PagerDuty sponsored this podcast.
Monitoring today’s highly distributed and often immensely complex and decentralized environments requires unprecedented capabilities and reach.
SignalFx co-founder and CEO Karthik Rau and the CTO Arijit Mukherji spoke with Alex Williams, founder and editor in chief of The New Stack during the PagerDuty Summit in San Francisco about the new age of monitoring and how it has become a core capability in managing infrastructures.
A core capability of effective monitoring consists of meeting the demands of highly distributed applications. “In a traditional enterprise architecture, you have a monolith and it’s running on a single server. There’s a lot of monitoring that you can do locally to understand if instances fail,” Rau said. “Today’s architectures are more and more distributed — you have VMs, you have containers, you have distributed architectures and distributed databases that might be running on tens or hundreds of nodes. And so what’s happening on one instance is not as interesting as what’s happening across the collection of instances since performance matters across an entire service.”
Monitoring systems must also be able to keep up with changes dynamically increasing at an exponential rate, Rau said. “So instead of just doing one or two updates a year, more and more people are embracing DevOps. Containers give you a lot of flexibility because you separate the application stack from the underlying OS, and the security and operating system footprints,” Rau said. “Developers can thus push changes out directly with containers and that’s enabled tremendous developer velocity where you can have individual teams pushing changes out directly into their individual services and you can have a thousand times the number of code pushes happening in a given period of time.”
One of the more exciting modern trends to emerge in computing is how organizations often rely on their own developers to design their IT infrastructures and applications, while often working in open source environments. This trend has, of course, affected monitoring applications.
“In the old days, because your applications were monoliths and because you weren’t making as many changes, the primary value of a monitoring system was data collection and instrumentation. So you got an agent from a vendor and it automatically gave you visibility into your application because…which wasn’t the app that you developed [since you were] probably running someone else’s app,” Rau said. “In today’s world, more and more people are running an open source stack or they’re running a stack that they’ve built themselves, so it’s a lot easier to collect the data that you care about. The challenge is really becoming the analysis of all this data because there’s so much more data.”
As mentioned above, it is critical to monitor the collection and attributes of data and applications holistically in today’s highly distributed environments. “We like to say monitoring has really turned into an analytics problem, so that if you don’t have a more progressive approach of collecting the data, doing real-time analysis on it and identifying the outliers and the patterns; then you’re really just going to drown in noise,” Karthik said. “You’re just going to get further and further behind and you want to be able to operationalize these new models.”

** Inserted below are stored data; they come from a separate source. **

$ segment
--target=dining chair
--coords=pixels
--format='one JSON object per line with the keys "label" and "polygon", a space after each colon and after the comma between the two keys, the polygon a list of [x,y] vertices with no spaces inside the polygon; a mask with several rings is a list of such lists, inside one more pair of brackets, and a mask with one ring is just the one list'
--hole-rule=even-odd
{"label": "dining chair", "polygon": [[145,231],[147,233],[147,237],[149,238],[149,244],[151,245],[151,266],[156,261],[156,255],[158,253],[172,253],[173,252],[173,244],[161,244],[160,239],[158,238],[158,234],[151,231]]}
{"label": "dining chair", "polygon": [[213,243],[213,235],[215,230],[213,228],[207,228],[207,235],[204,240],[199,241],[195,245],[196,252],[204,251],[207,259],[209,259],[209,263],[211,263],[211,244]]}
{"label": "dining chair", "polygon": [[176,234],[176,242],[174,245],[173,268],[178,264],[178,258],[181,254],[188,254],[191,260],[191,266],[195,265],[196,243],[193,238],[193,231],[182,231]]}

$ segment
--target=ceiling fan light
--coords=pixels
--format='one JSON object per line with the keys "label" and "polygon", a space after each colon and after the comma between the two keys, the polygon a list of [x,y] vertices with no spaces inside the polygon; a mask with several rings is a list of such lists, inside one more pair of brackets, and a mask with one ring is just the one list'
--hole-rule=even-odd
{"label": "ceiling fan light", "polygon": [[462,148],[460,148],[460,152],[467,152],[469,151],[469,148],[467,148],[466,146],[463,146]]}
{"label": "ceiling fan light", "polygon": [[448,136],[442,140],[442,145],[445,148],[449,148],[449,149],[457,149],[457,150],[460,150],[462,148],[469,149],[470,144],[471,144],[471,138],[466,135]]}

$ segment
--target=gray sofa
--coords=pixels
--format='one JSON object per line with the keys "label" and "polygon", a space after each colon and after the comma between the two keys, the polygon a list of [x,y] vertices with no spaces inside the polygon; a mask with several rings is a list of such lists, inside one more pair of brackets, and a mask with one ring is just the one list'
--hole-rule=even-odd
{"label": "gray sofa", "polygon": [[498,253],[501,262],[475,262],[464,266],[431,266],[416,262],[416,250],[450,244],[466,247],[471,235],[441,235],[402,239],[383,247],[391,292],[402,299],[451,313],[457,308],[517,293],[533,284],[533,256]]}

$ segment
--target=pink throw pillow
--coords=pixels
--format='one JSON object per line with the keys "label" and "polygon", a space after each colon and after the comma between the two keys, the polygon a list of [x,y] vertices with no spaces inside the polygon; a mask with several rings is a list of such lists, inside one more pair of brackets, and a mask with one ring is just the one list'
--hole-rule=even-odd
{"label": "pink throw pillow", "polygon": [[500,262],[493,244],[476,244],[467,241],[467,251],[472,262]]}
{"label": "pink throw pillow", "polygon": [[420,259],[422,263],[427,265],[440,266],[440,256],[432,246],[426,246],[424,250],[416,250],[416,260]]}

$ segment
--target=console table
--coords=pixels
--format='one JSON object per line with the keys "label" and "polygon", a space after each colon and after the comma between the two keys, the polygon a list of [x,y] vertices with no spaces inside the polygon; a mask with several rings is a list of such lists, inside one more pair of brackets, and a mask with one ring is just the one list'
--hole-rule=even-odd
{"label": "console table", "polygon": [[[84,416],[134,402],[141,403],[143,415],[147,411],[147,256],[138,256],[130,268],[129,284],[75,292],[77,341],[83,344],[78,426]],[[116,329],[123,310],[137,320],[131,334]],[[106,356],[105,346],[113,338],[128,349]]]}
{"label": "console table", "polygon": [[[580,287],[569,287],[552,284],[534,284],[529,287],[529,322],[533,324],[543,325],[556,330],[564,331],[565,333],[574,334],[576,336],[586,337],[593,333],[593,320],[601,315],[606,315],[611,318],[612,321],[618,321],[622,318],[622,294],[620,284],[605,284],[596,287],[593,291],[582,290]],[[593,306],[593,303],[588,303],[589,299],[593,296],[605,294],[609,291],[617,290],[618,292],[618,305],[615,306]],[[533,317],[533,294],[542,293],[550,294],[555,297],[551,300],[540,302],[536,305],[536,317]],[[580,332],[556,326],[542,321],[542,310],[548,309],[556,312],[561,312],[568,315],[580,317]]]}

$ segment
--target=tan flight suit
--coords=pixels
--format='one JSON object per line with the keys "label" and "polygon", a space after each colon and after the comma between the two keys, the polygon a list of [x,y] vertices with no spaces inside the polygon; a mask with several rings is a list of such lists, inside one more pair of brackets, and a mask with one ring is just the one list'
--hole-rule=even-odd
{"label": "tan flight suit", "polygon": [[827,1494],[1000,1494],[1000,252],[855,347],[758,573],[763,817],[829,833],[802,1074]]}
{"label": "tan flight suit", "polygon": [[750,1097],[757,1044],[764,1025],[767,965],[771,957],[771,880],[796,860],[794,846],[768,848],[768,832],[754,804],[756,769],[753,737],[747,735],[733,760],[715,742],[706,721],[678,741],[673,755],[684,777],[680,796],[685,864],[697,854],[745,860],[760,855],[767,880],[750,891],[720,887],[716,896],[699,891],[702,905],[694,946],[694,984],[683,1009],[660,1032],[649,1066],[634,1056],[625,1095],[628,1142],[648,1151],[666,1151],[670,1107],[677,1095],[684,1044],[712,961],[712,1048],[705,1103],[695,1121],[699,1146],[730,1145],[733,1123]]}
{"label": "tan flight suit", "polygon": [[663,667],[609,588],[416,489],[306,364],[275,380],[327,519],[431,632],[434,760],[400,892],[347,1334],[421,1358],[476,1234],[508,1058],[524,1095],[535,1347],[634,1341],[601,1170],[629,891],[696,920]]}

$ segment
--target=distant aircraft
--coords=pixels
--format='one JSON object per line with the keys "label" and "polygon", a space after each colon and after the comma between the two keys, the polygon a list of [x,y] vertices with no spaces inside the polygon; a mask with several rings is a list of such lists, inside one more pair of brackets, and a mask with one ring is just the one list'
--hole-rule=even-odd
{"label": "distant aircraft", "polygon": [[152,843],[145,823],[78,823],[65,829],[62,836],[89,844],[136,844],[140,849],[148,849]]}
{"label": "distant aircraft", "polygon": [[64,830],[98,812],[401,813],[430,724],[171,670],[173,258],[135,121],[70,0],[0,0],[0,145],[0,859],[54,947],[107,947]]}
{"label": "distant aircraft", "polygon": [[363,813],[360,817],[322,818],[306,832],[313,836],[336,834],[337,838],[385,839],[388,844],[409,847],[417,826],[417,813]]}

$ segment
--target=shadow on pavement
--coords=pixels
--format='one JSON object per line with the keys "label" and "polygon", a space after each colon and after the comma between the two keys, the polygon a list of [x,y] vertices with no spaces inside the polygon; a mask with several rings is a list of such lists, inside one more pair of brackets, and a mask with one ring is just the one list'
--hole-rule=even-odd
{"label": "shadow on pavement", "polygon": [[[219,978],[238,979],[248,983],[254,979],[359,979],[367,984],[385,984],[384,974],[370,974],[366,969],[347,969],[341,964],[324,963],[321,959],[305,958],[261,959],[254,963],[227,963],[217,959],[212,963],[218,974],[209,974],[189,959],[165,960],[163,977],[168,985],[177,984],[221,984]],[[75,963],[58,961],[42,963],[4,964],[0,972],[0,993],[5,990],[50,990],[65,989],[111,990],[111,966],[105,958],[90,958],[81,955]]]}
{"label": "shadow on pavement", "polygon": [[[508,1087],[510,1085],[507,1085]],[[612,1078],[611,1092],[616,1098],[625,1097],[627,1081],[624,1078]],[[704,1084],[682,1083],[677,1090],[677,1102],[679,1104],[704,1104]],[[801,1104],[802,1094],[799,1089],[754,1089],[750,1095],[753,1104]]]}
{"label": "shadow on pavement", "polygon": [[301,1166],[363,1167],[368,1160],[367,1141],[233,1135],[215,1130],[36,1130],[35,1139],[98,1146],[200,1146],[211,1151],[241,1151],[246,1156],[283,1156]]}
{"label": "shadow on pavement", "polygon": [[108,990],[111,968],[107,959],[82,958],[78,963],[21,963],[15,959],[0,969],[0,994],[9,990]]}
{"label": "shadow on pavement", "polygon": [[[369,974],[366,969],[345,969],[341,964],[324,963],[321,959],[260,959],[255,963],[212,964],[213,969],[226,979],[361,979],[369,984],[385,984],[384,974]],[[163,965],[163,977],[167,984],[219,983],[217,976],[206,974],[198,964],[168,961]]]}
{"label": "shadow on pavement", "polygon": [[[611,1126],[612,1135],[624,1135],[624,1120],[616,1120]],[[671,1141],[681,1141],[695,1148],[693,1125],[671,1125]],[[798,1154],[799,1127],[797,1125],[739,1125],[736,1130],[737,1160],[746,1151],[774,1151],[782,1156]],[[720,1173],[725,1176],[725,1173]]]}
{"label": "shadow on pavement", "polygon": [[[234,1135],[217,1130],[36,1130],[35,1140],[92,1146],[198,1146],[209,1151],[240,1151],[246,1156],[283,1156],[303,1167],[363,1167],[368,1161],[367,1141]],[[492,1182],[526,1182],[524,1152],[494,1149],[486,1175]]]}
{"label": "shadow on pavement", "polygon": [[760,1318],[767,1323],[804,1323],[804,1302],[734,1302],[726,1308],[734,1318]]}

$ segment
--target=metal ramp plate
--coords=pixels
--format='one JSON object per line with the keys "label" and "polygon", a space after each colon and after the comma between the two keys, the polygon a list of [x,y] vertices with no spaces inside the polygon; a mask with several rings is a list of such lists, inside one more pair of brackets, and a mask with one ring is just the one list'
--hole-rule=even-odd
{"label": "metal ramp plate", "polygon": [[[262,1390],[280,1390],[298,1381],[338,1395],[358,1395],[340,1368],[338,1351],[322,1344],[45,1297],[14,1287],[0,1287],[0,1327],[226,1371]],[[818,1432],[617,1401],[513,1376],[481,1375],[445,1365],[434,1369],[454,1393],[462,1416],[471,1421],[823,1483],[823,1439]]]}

At the end of the day, effective monitoring systems must embrace the new computing dynamics and associated dependencies as described above. At the same time, monitoring ChatOps, such as Slack, in use by DevOps can serve to help detect and pinpoint problems, even before they emerge.
“In an organization where there’s not just a single team but there’s multiple different microservices teams perhaps located in different places, how do you know what’s going on?” Mukherji said. “Monitoring social signals, for example, gives you amazing insight into if there’s something brewing, something that might become a problem.”
In this way, a system cannot possibly monitor and detect every possible combination of every problem that may or may not later occur, while relying on human communications by monitoring ChatOps can help to fill in the gaps. “Humans are aware of what’s going on and they’re looking at the systems.” Mukherji said. “So a lot of times, looking at non-computer generated insights can actually help.”
In this Edition:
4:43: Communication across ChatOps and other points of data
6:11: When you think about these tools like Slack, and how they are connecting people, how can you use the data from that to better understand how both developer and operation teams work together?
9:48: Discussing teams, DevOps, and the role that people play on these teams.
13:40: Exploring the concept of observability
15:38: Should the developer be responsible for building those applications that are observable?
18:54: Is it the hopeful intention that this platform will focus the operator’s role to some extent by being able to focus more on the physical layer?